We have some guidelines for blog posts, which should be read by all potential contributors to the blog. If you want to write a post for the blog (and are not a regular contributor), please let one of the site moderators know, either in chat or by replying to this question.
If you want to contribute to the blog, please set the email address in your preferences to the address you would like to use for WordPress, then post an answer to this question (not to the original proposal) explaining what / why you want to post. We might not accept new bloggers immediately, so keep checking your Stack Exchange inbox.
The blog, as well as providing extremely useful information and Making the Internet a Better Place™, will also serve to publicise our site – provided that high quality content is posted on it, and backlinks are placed where relevant.

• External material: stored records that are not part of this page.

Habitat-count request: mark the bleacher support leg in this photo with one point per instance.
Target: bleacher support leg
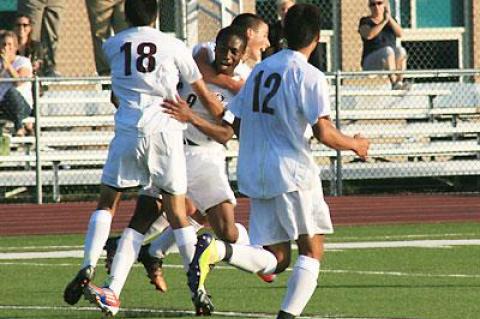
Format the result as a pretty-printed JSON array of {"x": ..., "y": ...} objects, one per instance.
[{"x": 56, "y": 182}]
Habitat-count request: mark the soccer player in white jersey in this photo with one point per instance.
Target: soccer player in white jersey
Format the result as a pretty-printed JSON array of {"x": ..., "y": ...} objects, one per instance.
[
  {"x": 283, "y": 95},
  {"x": 148, "y": 145},
  {"x": 207, "y": 182}
]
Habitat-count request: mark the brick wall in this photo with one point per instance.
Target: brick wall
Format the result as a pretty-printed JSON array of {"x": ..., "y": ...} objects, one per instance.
[
  {"x": 351, "y": 44},
  {"x": 75, "y": 51}
]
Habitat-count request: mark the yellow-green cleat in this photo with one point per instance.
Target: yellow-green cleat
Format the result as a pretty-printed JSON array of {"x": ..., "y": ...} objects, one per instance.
[{"x": 206, "y": 255}]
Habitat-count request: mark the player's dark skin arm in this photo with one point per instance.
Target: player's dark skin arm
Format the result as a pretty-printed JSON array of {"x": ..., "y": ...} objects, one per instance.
[
  {"x": 326, "y": 133},
  {"x": 221, "y": 132},
  {"x": 208, "y": 99},
  {"x": 210, "y": 76}
]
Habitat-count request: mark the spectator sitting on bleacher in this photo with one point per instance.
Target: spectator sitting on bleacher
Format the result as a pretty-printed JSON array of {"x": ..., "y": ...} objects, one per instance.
[
  {"x": 45, "y": 16},
  {"x": 15, "y": 97},
  {"x": 379, "y": 32},
  {"x": 26, "y": 46}
]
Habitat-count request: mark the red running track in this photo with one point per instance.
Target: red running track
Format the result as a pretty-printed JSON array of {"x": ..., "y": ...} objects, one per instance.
[{"x": 70, "y": 218}]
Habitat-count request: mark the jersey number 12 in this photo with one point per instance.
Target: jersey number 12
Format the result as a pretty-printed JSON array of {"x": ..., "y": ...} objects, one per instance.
[
  {"x": 145, "y": 51},
  {"x": 273, "y": 83}
]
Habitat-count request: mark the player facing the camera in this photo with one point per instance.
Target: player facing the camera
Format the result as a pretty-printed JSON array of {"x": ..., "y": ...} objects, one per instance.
[
  {"x": 283, "y": 95},
  {"x": 147, "y": 147}
]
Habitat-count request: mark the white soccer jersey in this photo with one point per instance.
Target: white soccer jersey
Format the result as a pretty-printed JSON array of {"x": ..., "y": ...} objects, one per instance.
[
  {"x": 192, "y": 133},
  {"x": 146, "y": 64},
  {"x": 242, "y": 70},
  {"x": 281, "y": 97}
]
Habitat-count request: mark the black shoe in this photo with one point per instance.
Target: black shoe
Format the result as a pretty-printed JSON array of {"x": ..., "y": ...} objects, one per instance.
[
  {"x": 111, "y": 247},
  {"x": 153, "y": 267},
  {"x": 202, "y": 302},
  {"x": 74, "y": 289}
]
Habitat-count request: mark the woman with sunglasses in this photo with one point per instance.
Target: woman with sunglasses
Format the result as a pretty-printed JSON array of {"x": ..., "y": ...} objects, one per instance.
[
  {"x": 379, "y": 32},
  {"x": 15, "y": 97},
  {"x": 26, "y": 46}
]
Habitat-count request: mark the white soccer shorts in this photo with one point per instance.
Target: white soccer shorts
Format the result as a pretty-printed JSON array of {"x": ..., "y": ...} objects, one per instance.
[
  {"x": 207, "y": 181},
  {"x": 286, "y": 216},
  {"x": 158, "y": 158}
]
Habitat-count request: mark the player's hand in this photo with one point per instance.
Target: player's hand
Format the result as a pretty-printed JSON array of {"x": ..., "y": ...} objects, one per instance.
[
  {"x": 361, "y": 146},
  {"x": 178, "y": 109}
]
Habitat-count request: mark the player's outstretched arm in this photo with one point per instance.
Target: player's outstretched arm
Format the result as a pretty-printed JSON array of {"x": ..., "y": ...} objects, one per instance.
[
  {"x": 326, "y": 133},
  {"x": 210, "y": 76},
  {"x": 208, "y": 99},
  {"x": 181, "y": 111}
]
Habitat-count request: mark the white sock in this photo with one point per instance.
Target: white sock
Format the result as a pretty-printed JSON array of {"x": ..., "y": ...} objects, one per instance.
[
  {"x": 249, "y": 258},
  {"x": 127, "y": 252},
  {"x": 161, "y": 246},
  {"x": 186, "y": 238},
  {"x": 157, "y": 227},
  {"x": 301, "y": 285},
  {"x": 243, "y": 237},
  {"x": 97, "y": 235}
]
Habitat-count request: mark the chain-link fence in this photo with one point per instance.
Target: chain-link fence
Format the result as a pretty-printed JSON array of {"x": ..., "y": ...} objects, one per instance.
[
  {"x": 436, "y": 34},
  {"x": 426, "y": 139}
]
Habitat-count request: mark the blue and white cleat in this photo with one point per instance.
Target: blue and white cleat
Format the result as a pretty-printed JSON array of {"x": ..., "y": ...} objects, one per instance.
[
  {"x": 206, "y": 255},
  {"x": 103, "y": 298}
]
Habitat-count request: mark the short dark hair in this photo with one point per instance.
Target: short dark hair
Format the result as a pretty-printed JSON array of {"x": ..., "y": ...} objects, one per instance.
[
  {"x": 232, "y": 31},
  {"x": 248, "y": 21},
  {"x": 302, "y": 25},
  {"x": 141, "y": 12}
]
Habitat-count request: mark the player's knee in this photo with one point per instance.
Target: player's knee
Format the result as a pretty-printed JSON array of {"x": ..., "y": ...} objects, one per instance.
[
  {"x": 283, "y": 261},
  {"x": 282, "y": 265},
  {"x": 228, "y": 234}
]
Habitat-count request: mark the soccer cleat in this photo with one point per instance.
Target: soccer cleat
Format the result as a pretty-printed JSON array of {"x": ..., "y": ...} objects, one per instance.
[
  {"x": 74, "y": 289},
  {"x": 153, "y": 267},
  {"x": 205, "y": 257},
  {"x": 202, "y": 302},
  {"x": 111, "y": 248},
  {"x": 268, "y": 278},
  {"x": 103, "y": 298}
]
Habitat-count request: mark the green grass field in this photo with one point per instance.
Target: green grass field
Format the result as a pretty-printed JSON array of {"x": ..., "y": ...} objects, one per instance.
[{"x": 437, "y": 282}]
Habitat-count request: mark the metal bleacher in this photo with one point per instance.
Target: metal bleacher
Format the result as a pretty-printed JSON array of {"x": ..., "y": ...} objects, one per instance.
[{"x": 426, "y": 136}]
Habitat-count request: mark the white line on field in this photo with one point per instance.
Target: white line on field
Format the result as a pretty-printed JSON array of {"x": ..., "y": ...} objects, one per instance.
[
  {"x": 161, "y": 311},
  {"x": 224, "y": 267},
  {"x": 329, "y": 246}
]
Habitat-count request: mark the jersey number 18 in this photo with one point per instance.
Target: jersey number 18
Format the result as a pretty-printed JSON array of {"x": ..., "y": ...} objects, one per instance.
[{"x": 145, "y": 51}]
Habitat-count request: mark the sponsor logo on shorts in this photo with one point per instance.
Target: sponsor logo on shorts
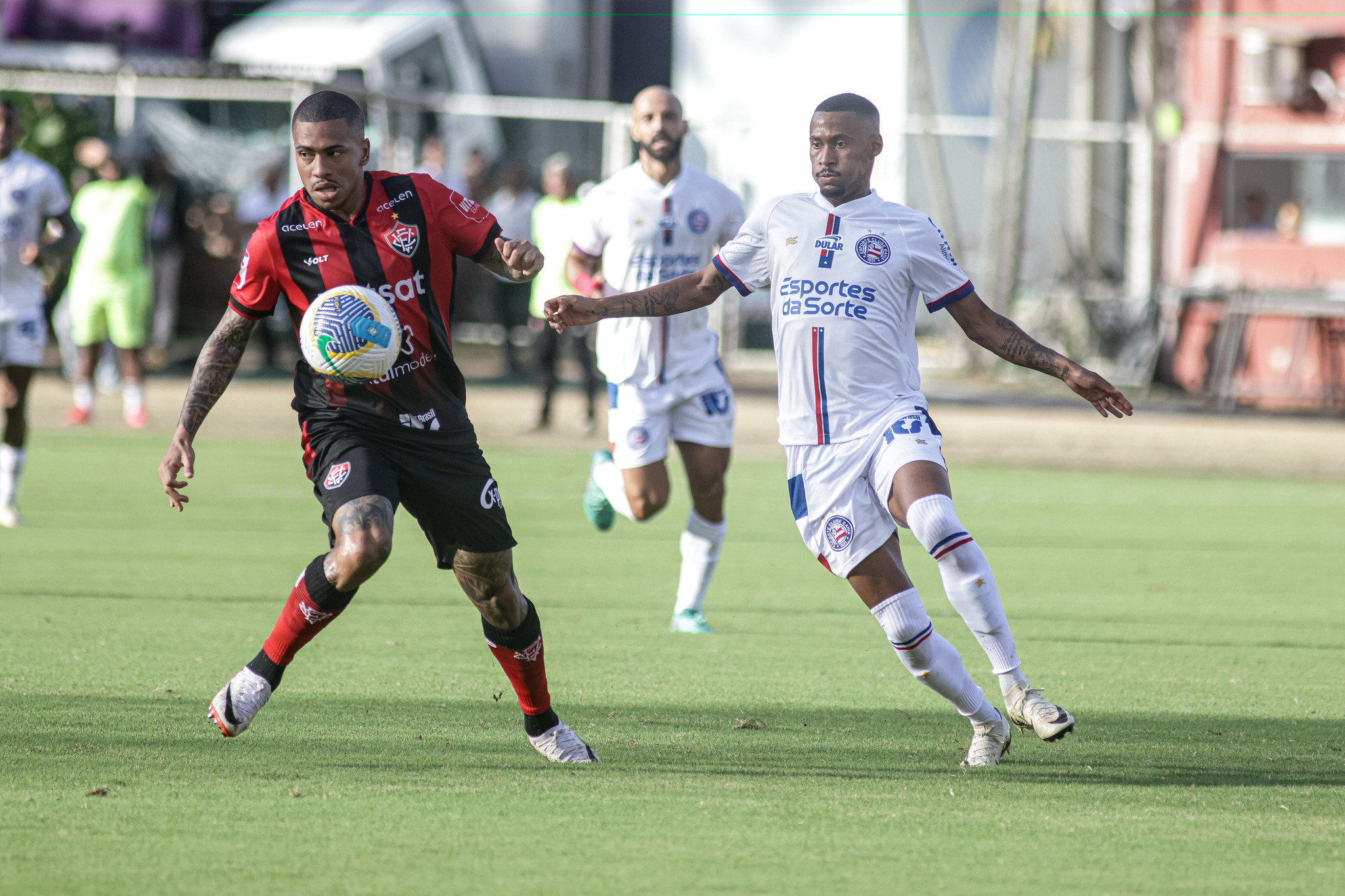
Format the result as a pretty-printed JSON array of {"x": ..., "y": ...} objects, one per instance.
[
  {"x": 872, "y": 250},
  {"x": 337, "y": 476},
  {"x": 418, "y": 421},
  {"x": 636, "y": 438},
  {"x": 530, "y": 652},
  {"x": 314, "y": 614},
  {"x": 491, "y": 495},
  {"x": 839, "y": 532}
]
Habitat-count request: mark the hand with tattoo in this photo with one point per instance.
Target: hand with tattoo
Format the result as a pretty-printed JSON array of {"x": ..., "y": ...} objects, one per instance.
[
  {"x": 1006, "y": 339},
  {"x": 214, "y": 370}
]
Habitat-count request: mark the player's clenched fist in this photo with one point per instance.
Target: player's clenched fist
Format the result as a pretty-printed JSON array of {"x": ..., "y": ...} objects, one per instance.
[
  {"x": 571, "y": 310},
  {"x": 519, "y": 255}
]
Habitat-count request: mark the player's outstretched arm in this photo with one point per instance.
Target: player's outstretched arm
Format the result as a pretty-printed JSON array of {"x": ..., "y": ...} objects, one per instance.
[
  {"x": 680, "y": 295},
  {"x": 1005, "y": 339},
  {"x": 516, "y": 259},
  {"x": 214, "y": 370}
]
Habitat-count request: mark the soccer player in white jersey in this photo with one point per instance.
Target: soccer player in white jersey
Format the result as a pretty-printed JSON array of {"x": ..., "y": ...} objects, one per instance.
[
  {"x": 649, "y": 223},
  {"x": 847, "y": 272},
  {"x": 32, "y": 192}
]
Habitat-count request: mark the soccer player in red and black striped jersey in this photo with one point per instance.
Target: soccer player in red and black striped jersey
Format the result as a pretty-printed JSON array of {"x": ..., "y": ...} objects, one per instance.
[{"x": 403, "y": 440}]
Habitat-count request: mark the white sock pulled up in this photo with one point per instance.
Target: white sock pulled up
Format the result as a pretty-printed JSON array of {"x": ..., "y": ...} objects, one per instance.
[
  {"x": 930, "y": 657},
  {"x": 11, "y": 469},
  {"x": 969, "y": 582},
  {"x": 608, "y": 477},
  {"x": 699, "y": 557},
  {"x": 132, "y": 396}
]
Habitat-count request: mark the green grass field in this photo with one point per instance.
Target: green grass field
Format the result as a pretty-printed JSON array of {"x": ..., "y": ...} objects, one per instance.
[{"x": 1193, "y": 626}]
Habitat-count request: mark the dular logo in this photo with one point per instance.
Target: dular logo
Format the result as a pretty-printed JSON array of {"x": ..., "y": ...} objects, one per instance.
[{"x": 491, "y": 495}]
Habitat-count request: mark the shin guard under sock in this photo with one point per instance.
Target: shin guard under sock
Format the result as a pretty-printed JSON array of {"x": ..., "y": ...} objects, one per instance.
[
  {"x": 311, "y": 606},
  {"x": 930, "y": 657},
  {"x": 967, "y": 578},
  {"x": 519, "y": 653}
]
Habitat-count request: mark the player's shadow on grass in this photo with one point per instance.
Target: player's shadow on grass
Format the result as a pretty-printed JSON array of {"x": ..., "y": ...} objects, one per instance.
[{"x": 303, "y": 735}]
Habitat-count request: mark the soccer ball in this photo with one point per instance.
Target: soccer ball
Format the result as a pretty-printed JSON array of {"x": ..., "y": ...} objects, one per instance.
[{"x": 350, "y": 335}]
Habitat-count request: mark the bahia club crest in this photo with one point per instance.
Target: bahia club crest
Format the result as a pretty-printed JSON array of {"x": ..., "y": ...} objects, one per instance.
[{"x": 403, "y": 238}]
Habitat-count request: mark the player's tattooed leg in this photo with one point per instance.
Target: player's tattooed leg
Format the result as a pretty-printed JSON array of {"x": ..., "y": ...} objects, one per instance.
[
  {"x": 489, "y": 582},
  {"x": 363, "y": 531}
]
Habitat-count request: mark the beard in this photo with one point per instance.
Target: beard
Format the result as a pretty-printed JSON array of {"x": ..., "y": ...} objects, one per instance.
[{"x": 667, "y": 154}]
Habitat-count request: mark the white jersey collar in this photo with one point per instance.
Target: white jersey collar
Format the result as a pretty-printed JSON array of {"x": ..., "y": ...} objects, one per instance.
[{"x": 862, "y": 203}]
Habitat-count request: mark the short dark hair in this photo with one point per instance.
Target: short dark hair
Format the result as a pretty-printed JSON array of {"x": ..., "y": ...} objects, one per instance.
[
  {"x": 849, "y": 102},
  {"x": 328, "y": 105}
]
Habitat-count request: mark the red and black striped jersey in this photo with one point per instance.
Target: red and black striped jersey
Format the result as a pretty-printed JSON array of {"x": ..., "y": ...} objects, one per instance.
[{"x": 404, "y": 244}]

If you have just finished researching for a detailed answer and are burning to share the other stuff you found out along the way, keep all those tabs open: the blog is a brilliant opportunity for you to do so. If you are working on a project with retro hardware, you can meticulously document every step of the way. Many people will find it interesting and, who knows? Somebody else might be doing something similar and find it useful too.
I hope this blog will play a major part in preserving the rapidly diminishing retrocomputing knowledge, and might eventually become a major source of information for answers on the site. If everybody contributes one high-quality article to the blog – describing their experiences, search for knowledge or hardware project – we will have a fantastically vast wealth of information for everybody to share and enjoy.
With your help, we can once again go above and beyond in making the internet a better place.
Disclaimer: The Retrocomputing Blog is not in any way affiliated with Stack Overflow or the Stack Exchange network.